Diese Ambivalenzen mitbedacht gilt es also, bereit unsere heutige, idealisierte Vorstellung von Geschwisterlichkeit zu erweitern: Um ein markiges «trotz alledem!». Auch wenn wir wissen, dass geschwisterliche Erfahrungen schmerzhaft sein können, sind die darunterliegenden Fundamente so wichtig und vielleicht tragfähig, dass wir mit einem «trotz alledem» auf den Lippen geschwisterlich aufeinander zugehen können sollten. Aus unserem Kulturrucksack heraus unterstützt uns dabei vielleicht auch das Wissen, dass unsere heutige Vorstellung einer blutsverwandten Geschwisterlichkeit eine idealisierte Idee der jüngsten Zeit ist; häufige Kindsbettttode, Wiederverheiratungen usw. liessen in der ganzen Menschheitsgeschichte komplizierte Patchworkfamilien mit Halbgeschwistern entstehen, gegen die unsere «sortenreinen» Kleinfamilienideale, wirkmächtig vom 19. Jahrhundert bis in die Gegenwart, die absolute Ausnahme bilden.
Halten wir also zunächst fest: «Geschwisterlichkeit – trotz alledem!» als ethischer Aufruf hält uns heute dazu an, nicht zuletzt aus Eigeninteresse mit unseren Geschwistern und schliesslich allen Menschen als unseren Nächsten wertschätzend umzugehen. Dies auch dann, wenn es uns aus niederen Instinkten (Neid, Missgunst, …) schwerfällt. Denn wir wissen ja selbst: Den anderen fällt dies genauso schwer wie uns. Wesentlich werden wir dabei unterstützt von unserem kulturellen Rucksack, der uns bestimmte «geschwisterliche» Verhaltensweisen nahelegt und uns dabei hilft, mit Ambivalenzen umzugehen und die richtige Haltung einzunehmen.

Damit öffnet sich der Blick auf den zweiten Teil dieses Beitrags. Denn diese Grundingredienzien für gelebte Geschwisterlichkeit – die Erfahrung von Geschwistern oder wenigstens nahestehenden Altersgenossen – und der damit verbundene kulturelle Rucksack werden sich in den nächsten Jahrzehnten wegen des demographischen Wandels weitgehend auflösen.

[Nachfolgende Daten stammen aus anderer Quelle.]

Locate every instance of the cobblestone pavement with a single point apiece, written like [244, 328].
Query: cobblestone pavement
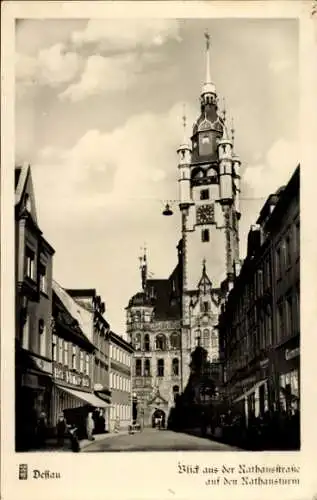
[156, 440]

Wenn wir von diesem Wandel in den Medien hören, bezieht sich die Berichterstattung meistens auf die «Baby Boomer» und den «Fachkräftemangel», auf «AHV-Lücken» oder gar den «aufgekündigten Gesellschaftsvertrag». Nur selten aber wird problematisiert, welche krassen Folgen das weitgehende Ausbleiben ganzer Generationenfolgen für unsere Weltwahrnehmung haben werden – und was sich daraus für ethische Probleme ergeben.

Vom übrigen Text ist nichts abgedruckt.